Chancery for website small

Photo by Eric F. Rubas


The surroundings

Avenue Molière was created in 1902 as part of the urbanization plan for the Berkendael plain, by the surveyor, César Boon, on the initiative of the financier and promoter, Georges Brugmann (1829-1900). Almost 2 kilometers long, it extends over the Brussels communes of Forest, Ixelles, and Uccle. The avenue follows a curved and counter-curved layout, punctuated by the squares or plazas of Constantin Meunier and Gui d’Arezzo. Avenue Molière is certainly one of Brussels’ most elegant and architecturally coherent arteries of the early 20th century. Its prestige has not diminished, being the location of mansions and buildings designed by Belgium’s greatest architects of the previous century.

The building

As eclecticism was gaining popularity in Brussels in the early 20th century, the Embassy Chancery was built in 1911 in the eclectic style following the plans of the renowned architect, Fernand Symons, on a 650-square meter lot. It was designed as the family residence of the engineer, Marcel Monnoyer. The property was later sold in 1919 to an industrialist named Alfred VERCOUTERE.

In 1997, the Philippine Embassy leased the property to serve as the chancery before it was purchased by the Philippine Government in 2008. An extensive renovation followed from 2009 to 2010. The architect of the renovations, Grégoire Wuillaume, made sure that all the heritage elements were preserved while adapting the building to the Embassy’s specifications.

The facade

The original 1911 façade has been preserved to this day. The ground floor walls are built with blue stone while the rest of the upper floor walls are clad in white stone. French windows can be visibly seen on the upper floors, including a bay window with ornate carvings.

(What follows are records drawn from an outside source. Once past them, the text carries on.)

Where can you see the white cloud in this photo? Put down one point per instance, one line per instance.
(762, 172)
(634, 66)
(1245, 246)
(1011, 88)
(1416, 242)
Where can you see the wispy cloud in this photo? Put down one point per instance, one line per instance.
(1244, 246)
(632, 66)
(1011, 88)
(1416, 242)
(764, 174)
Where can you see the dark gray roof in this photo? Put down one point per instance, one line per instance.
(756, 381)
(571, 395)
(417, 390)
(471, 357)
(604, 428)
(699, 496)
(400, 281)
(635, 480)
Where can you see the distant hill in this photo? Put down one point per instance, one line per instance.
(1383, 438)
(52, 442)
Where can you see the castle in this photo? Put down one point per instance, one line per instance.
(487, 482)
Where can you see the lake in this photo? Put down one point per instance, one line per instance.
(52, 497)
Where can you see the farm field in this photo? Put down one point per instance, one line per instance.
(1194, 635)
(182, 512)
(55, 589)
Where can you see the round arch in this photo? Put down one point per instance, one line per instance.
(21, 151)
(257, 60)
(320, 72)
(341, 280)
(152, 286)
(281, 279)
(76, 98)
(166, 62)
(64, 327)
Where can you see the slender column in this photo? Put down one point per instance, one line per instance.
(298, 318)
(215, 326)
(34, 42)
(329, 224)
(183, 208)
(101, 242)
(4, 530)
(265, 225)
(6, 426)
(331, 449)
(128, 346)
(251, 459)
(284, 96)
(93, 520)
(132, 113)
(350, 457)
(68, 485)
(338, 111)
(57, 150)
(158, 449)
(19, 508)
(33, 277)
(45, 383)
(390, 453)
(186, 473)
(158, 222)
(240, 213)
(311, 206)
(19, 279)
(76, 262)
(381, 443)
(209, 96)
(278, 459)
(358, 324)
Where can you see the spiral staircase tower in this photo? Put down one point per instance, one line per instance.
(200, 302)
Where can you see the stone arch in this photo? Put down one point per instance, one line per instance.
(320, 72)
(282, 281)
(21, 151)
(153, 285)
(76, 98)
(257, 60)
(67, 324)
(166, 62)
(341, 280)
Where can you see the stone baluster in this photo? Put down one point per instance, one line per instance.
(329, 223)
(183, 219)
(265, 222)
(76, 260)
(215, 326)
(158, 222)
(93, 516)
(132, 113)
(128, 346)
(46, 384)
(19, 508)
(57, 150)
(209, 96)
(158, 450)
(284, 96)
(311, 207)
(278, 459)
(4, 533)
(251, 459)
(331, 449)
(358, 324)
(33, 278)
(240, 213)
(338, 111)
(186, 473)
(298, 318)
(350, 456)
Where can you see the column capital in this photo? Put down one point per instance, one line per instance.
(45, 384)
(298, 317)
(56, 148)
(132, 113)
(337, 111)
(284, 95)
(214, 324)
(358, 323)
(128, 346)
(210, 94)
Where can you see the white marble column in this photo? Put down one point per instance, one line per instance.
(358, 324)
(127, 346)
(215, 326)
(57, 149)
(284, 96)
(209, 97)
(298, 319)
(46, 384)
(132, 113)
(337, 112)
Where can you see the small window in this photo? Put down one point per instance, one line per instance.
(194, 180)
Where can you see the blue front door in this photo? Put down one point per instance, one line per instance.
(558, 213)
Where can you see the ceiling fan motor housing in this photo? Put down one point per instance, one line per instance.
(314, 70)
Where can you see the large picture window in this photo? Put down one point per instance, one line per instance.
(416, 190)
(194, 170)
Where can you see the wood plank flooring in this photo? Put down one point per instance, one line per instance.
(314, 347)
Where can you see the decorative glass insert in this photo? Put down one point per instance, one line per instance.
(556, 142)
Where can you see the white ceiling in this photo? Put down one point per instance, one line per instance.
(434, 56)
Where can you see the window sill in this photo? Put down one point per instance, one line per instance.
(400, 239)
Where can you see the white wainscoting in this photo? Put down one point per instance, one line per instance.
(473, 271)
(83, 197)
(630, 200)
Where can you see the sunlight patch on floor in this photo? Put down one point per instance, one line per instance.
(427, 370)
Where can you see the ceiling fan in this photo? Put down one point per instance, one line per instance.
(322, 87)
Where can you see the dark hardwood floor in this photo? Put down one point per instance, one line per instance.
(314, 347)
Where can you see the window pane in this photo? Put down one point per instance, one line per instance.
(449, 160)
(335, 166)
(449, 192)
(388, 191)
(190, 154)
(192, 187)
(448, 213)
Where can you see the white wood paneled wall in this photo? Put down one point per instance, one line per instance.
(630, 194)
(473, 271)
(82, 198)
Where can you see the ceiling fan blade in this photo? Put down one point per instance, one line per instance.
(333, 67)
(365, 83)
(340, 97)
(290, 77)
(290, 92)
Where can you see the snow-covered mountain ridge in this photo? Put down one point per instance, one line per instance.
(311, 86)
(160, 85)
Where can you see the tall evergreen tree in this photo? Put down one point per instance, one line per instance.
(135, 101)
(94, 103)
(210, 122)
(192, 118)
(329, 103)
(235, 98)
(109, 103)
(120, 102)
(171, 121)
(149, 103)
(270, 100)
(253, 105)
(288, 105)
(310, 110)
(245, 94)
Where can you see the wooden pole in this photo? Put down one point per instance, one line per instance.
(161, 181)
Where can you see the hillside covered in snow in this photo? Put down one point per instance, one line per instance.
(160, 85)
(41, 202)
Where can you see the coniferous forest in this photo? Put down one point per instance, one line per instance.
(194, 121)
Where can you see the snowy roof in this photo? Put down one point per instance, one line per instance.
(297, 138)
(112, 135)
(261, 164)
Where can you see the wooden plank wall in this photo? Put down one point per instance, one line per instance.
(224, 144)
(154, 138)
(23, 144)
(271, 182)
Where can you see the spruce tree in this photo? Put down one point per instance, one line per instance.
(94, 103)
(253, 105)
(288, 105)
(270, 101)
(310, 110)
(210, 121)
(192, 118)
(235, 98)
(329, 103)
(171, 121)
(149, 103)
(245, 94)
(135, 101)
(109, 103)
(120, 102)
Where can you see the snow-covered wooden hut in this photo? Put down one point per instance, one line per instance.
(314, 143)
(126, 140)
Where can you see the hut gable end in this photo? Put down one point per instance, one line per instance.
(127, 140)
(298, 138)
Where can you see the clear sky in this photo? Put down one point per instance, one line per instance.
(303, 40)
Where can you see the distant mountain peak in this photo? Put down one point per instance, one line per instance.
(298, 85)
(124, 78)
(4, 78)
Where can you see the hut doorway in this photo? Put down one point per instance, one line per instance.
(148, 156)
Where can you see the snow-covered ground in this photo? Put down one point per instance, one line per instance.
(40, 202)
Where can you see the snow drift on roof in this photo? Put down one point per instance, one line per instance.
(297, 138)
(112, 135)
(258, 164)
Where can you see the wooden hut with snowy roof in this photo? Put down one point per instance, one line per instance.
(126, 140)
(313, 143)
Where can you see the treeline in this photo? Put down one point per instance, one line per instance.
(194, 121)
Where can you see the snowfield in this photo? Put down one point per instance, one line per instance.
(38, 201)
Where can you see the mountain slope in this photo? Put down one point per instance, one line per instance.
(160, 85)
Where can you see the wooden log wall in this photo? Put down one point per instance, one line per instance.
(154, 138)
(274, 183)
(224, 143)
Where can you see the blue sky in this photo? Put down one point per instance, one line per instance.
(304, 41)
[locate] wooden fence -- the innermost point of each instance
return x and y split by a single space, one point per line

The interior decoration reflects the eclectic style of mixing stylistic references, with a few modern touches to reflect its current nature as an Embassy.
Entering through the gates and into an exterior hallway that could accommodate light vehicles, glass doors open into the grand staircase of the Chancery. The staircase is illuminated by a spectacular art nouveau glass ceiling.

The ground floor, which was originally dedicated to domestic tasks, has been repurposed into the Embassy’s consular section. It has been divided into reception areas for consular clients and workspaces for back-room operations.
Going up the staircase to the first floor (or second floor in non-European parlance), are the visitor reception areas, which have kept the building interior’s distinctive eclectic style. A French-style living room, informally known as the Embassy’s Green Room, serves as a reception area for the Embassy’s guests. It is adorned with decorated paneling and painted medallions in the corners of the ceilings. The room also features a marble fireplace in the Rococo Revival style playing on the scrolled forms.
Beside the Green Room is the Library with a mezzanine. A fireplace decorated with earthenware completes the interior decor. The Library, where a bust of Dr. José Rizal is displayed, is used as venue for small meetings.

The original dining room of the building has been renamed the Hall of the Presidents (Bulwagan ng mga Pangulo), and serves as a multi-purpose space where the Embassy conducts various kinds of events and meetings. It is separated from the hall by an imposing Flemish Neo-Renaissance stained glass window. In the past, it concealed a small inner courtyard, which has now been replaced by the elevator. The initials, “AV,” in the centre of the stained glass window suggest that it was incorporated by one of the building’s previous owners, Alfred Vercoutere, after 1919 when he bought the house. It is signed J. Vosch 1912, most certainly Julien Vosch, a Belgian master glassmaker born in Tilff in 1885 who later settled down in France after the First World War. Equally eclectic is the dining room, which bears the marks of the keen fascination for the Flemish Renaissance; these includes the imposing fireplace adorned with winged griffins, wooden paneling, painted plaster box ceiling, and a grand chandelier.

The upper floors, which used to serve as bedrooms, have since been repurposed into modern office spaces. The Ambassador holds office in the second floor in a room overlooking the garden. The other former bedrooms in the house have likewise been converted into modern office spaces.

The large garden hosts another bust of Dr. José Rizal and the Philippine flag mast. It has an expansive lawn that is also used for the Embassy’s many events.